On the reverse side, there always seems to be consequences to any type of economic windfall. These are some of the observations I made during my recent visit:
– Large quantities of the most fertile farmland in the United States have been sold to non-farming investors, with the concurrent elimination of many of the family-run farming operations in the state.
– Corn is now a major commodity crop, due to the profitability it affords the farmers. There is a growing demand for corn by the food industry, as high-fructose corn syrup is used in many of our food products.
– Monsanto Corporation, a biotechnology giant, has created a monopoly in the agricultural seed industry by using tactics to drive small farmers out of business, and to force growers to use its genetically modified seeds. Corn grown using Monsanto Corporation seeds is now labeled as a “genetically modified plant.” (Note: This corporation has been banned from doing business in a growing number of countries around the world).

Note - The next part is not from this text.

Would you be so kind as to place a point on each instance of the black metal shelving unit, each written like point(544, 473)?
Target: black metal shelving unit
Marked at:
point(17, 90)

– The state’s oil resources have been turned over to out-of-state oil producers, drilling contractors and engineering firms, including corporations such as Halliburton (who is at least partly responsible for the Gulf Coast oil spill).
– There is a potential for the pollution of the environment and the poisoning of our water supply because of the chemical leakage that happens during the process of fracking.
The activities in this list are no different than those happening in other farming and oil-shale fields around this country, and probably around the world.
Sadly, as of today, no governmental agency or environmental organization has been able to assess the long-term effects of the 600 chemicals used in the fracking process, and their introduction into the ground water supply. Even proponents of the fracking process are unable to provide complete assurance that we are engaging in safe practices, and that the health of future generations will not be detrimentally affected.
And although there is major controversy and a growing concern among the public about the use of GMOs (genetically modified organisms), these products continue to be included in our food source.
We do not know how all of the actions we are engaging in today will affect our children, our grand-children and even our great-grandchildren. If we find out twenty (or even a hundred) years from now that we made some “bad” decisions today, the effects of the killing of the buffalo in the 1880’s may seem like child’s play in comparison.
What is occurring in North Dakota is not exclusive to that state. It is a cautionary tale for all of us in this country, and around the world.